Moreover, it dilutes and washes away salts, harmful chemicals that are densely embedded in the soil from tap water. The supply of nitrogen, especially during thunderstorms, is another good bonus for the succulents. It sounds strange, but thunderstorms and lightning bolts feed the plants. In agriculture, they know that discharges from clouds are beneficial, turning nitrogen from the air into its oxides, which are then assimilated by plants and give an increase in yield. Plants do not assimilate nitrogen in the form of gas and thanks to bolts of lightning, the plants will have no shortages in their nitrogen content. Lightning turns gaseous nitrogen into other nitrogen components which are necessary for the formation of plant tissue and seed development.
Growing succulents in the open air are more suitable for regions where there is no continuous rainfall and the earth has time to dry well during the day. But the weather is unpredictable and it may happen that the rainy days will last longer than required and can end up being very dangerous for the succulents. In this case, it will be useful to build a protective shelter, which will help to get rid of excess water. For example, it may be a reinforced film for greenhouses. As a rule, such waterproof films not only protect plants from heavy rainfall but also pass a lot of light needed for succulents and do not collapse under the influence of ultraviolet rays. If you keep your collection in pots outdoors, such a shelter is simply necessary because the aeration in the pots is much weaker. The soil dries longer and the risk of rotting from overwetting is high. Moreover, the shelter also acts as a protection against burns, which can take away the perfect beauty of your dear succulents.
If your succulents grow outdoors in pots and get caught in the rainwater, be sure to make a sufficiently loose breathable soil and the pots have a good amount of drainage holes!
It is worth understanding that the cultivation of succulents in the open air and the air in cities with a humid climate is not what is needed for succulents. There are risks not only of soil mould from excess moisture but also rotting and plant death. Succulents already by definition have “succulence”, i.e. “juiciness”. Nature has laid down in them the ability to stay for a long time without water. So when it gets too humid outside, it is better to bring succulents into the house.
However, rainwater in moderate amounts and when the soil dries up quickly is good for succulents. Collectors who grow succulents in the open air often notice how new leaves grow after a good rain. Supplying rainwater to succulents helps them grow at a more impressive rate.
If you live out of town, then your succulents are lucky. You can collect rainwater and use it for irrigation. However, you have to be careful. You should not collect water from zinc roofs, as some zinc compounds are harmful to succulents. It is better to use rainwater from roofs made of artificial material. Moreover, it is highly recommended not to collect water after a long dry period, because such rainwaters may contain a lot of dirt and chemicals.

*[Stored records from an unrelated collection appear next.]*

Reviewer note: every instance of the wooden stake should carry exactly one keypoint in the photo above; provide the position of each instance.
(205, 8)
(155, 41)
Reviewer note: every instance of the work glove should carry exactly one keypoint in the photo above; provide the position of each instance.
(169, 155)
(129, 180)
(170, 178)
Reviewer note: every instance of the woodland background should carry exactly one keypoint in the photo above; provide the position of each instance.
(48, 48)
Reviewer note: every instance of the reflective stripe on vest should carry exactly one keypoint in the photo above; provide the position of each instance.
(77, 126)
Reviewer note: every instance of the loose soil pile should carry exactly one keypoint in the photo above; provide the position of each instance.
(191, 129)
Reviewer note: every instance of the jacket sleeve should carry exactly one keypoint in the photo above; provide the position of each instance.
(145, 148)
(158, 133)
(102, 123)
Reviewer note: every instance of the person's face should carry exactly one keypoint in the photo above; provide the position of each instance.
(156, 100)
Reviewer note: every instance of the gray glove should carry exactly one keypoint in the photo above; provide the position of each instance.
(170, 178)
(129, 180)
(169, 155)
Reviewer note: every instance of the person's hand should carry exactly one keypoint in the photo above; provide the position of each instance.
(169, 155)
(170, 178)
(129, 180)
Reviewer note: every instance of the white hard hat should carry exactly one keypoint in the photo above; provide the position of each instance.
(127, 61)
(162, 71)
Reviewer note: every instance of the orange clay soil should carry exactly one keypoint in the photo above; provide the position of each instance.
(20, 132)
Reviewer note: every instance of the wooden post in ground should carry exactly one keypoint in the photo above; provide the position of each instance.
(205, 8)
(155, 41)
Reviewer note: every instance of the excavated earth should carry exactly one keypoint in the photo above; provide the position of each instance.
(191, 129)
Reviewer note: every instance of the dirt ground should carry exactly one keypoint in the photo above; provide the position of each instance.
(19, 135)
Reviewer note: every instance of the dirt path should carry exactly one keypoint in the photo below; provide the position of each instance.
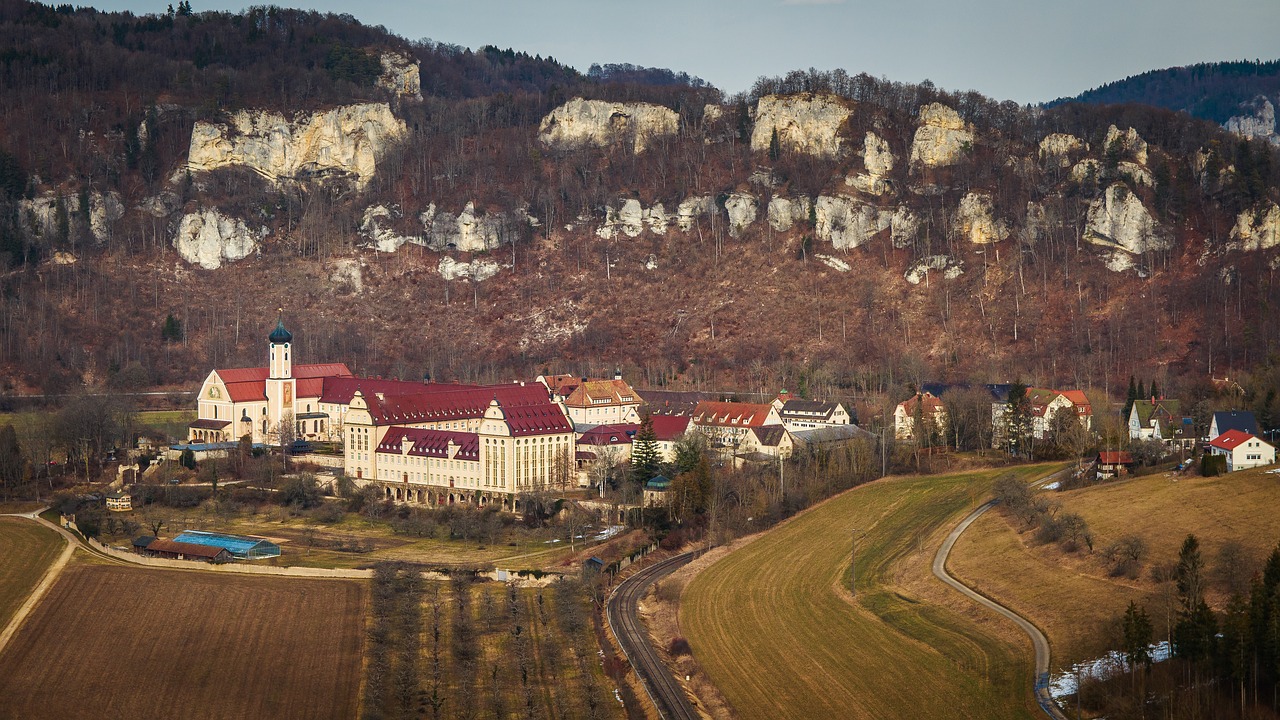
(45, 582)
(1038, 641)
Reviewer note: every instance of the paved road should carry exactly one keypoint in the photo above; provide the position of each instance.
(666, 692)
(1038, 641)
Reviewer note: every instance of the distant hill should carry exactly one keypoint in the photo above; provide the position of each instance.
(1211, 91)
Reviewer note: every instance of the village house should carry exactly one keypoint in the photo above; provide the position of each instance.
(1242, 450)
(799, 414)
(923, 404)
(1114, 463)
(1160, 419)
(590, 402)
(725, 424)
(1239, 420)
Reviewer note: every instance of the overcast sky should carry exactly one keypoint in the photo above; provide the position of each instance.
(1024, 50)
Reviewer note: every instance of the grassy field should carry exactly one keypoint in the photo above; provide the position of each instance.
(126, 642)
(309, 543)
(28, 550)
(1073, 596)
(776, 630)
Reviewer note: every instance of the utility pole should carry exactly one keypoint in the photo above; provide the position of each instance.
(853, 565)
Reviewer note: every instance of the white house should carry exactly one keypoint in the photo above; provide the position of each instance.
(1242, 450)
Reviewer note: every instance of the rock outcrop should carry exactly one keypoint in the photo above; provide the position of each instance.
(693, 208)
(1119, 219)
(598, 123)
(401, 76)
(848, 223)
(945, 265)
(374, 226)
(741, 209)
(974, 220)
(904, 227)
(1128, 142)
(346, 141)
(1258, 229)
(469, 231)
(941, 139)
(476, 270)
(805, 123)
(1057, 149)
(208, 238)
(786, 212)
(40, 214)
(878, 162)
(1258, 124)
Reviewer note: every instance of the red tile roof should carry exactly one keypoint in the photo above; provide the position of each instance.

Succulents are plants that love the sun, fresh air, and free space. We try to “domesticate” them, teach them to live in the confined spaces of our city apartments and please our eyes. But no matter how hard we try, we will be unable to create better conditions than in nature, which is why succulents seem very unpredictable to us.
Not everyone has a field to grow succulents, and in this case, the best gift for succulents would be to take care of them on a ventilated balcony with night temperature differences.